Why it never makes sense to line up for a job

By Matt Perryman

The way most people go about finding jobs frankly baffles me.

They look through job listings, apply through a list of requirements and conditions as obscure as Byzantine theology, and then cross their fingers and hope real hard, saying “pick me pick me pick me!”

Competing for attention with tens, hundreds, or even thousands of applicants is playing Lotto.

When I used the Upwork for freelance work in years past, I saw this all the time. One job, 400 applications. The best-qualified job-getter will find it hard to stand out due to the sheer noise.

Whenever I post a job there, it’s the same thing from the other side of the hiring table. Two hundred responses, I make it through 20 — who didn’t read the job and aren’t qualified — before I hang it up.

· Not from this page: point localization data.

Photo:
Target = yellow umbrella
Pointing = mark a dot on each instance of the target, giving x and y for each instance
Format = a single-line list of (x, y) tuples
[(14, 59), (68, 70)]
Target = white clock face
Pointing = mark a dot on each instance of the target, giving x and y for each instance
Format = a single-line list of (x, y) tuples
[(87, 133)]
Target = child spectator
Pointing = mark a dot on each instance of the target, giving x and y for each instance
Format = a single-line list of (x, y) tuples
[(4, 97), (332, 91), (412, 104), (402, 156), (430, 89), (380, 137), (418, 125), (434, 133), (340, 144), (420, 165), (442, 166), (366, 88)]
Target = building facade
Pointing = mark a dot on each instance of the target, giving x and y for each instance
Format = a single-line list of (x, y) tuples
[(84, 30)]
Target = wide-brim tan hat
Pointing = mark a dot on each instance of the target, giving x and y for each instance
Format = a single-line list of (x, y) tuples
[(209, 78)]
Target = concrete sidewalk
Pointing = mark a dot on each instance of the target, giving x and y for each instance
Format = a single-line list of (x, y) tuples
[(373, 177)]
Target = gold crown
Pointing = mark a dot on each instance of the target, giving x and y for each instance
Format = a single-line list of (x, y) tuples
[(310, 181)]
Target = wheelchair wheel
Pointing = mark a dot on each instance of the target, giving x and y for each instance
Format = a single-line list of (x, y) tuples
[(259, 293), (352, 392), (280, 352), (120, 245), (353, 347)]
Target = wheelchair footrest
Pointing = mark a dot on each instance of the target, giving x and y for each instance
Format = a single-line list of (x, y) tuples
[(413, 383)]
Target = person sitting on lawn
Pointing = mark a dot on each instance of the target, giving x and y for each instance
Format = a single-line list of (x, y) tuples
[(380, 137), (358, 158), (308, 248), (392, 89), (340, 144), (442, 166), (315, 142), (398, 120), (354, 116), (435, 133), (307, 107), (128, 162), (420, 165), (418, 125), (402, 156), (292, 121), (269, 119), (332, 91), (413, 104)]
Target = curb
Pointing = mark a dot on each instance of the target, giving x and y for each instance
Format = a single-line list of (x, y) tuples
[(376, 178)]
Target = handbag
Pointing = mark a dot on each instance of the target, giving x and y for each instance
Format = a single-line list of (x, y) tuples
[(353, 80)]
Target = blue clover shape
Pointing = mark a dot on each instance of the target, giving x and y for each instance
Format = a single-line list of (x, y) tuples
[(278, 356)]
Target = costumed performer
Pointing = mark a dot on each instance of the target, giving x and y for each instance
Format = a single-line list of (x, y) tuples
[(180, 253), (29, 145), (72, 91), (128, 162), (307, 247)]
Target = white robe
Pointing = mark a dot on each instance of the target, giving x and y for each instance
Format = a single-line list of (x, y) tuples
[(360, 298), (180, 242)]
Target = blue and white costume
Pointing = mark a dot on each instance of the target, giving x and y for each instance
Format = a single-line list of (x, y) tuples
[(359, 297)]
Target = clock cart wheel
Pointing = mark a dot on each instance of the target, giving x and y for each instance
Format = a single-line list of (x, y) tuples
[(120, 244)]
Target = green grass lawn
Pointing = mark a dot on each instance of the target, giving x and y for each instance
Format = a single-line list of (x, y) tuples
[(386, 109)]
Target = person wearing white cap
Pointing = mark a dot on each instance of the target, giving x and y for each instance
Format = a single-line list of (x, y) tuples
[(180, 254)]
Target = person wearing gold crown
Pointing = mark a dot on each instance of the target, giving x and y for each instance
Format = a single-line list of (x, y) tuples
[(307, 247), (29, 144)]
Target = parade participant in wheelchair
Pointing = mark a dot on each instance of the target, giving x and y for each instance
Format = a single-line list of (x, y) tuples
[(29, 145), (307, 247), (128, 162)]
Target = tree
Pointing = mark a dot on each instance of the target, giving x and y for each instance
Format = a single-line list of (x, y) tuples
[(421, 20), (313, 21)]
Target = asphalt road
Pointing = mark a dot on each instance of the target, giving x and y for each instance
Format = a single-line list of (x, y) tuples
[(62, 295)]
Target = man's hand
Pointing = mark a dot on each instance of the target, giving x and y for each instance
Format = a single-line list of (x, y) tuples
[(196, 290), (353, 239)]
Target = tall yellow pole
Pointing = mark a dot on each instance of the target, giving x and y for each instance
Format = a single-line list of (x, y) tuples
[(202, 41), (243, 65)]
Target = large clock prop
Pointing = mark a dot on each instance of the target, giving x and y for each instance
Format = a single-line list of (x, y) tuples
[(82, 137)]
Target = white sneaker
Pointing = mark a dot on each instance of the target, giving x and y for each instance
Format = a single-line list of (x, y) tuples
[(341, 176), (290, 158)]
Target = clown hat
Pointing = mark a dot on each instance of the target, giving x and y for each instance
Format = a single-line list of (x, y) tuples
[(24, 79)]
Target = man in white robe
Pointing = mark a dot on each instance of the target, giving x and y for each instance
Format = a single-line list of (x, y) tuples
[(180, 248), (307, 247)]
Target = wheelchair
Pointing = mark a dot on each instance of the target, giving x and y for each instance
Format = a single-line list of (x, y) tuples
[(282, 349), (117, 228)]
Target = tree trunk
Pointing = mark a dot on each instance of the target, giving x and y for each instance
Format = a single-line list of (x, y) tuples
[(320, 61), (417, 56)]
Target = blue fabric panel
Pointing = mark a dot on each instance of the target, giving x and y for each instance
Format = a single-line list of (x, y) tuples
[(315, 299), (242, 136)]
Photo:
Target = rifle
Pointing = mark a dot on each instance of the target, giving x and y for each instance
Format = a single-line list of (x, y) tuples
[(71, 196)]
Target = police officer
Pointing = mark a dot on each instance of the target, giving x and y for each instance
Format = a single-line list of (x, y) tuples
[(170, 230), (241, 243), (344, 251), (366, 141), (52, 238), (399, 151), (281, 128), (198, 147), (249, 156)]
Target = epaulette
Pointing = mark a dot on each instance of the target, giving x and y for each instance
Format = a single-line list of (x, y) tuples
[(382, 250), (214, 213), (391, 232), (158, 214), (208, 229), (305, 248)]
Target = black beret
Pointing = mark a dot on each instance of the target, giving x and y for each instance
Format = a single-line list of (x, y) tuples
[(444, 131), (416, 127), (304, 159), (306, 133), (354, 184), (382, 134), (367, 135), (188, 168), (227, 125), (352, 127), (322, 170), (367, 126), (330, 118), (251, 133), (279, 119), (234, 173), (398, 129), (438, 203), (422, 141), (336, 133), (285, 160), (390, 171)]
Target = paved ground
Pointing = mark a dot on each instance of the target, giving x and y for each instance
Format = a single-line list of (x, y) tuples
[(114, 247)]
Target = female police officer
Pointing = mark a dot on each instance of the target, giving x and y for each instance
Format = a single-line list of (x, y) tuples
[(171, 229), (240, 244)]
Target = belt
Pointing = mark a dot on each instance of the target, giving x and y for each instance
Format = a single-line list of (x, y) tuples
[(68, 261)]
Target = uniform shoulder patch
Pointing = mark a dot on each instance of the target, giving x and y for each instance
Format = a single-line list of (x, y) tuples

Nobody wins in the contest to be picked.

It’s an all around sorry process for the job-posters and the job-seekers.

I wonder why they all keep doing it, but then, I remember that humans are largely unthinking animals ruled by habit and socially accepted behaviors.

The fundamental problem is in the power dynamic. There’s one tollbooth and one ticket for a line of 1000 cars. Asking to get picked is unlikely to produce a win for either side.

The smarter move is to step back from the tollbooth and reconsider the situation.

Reverse and reframe the problem. Everybody wants to get the goods out of the tollbooth. Few ask, what does the guy in the tollbooth want?

Getting in line and raising your hand makes you like everyone else waiting for permission.

Bring him a nice lunch with a free gift for his son and you might just skip the line.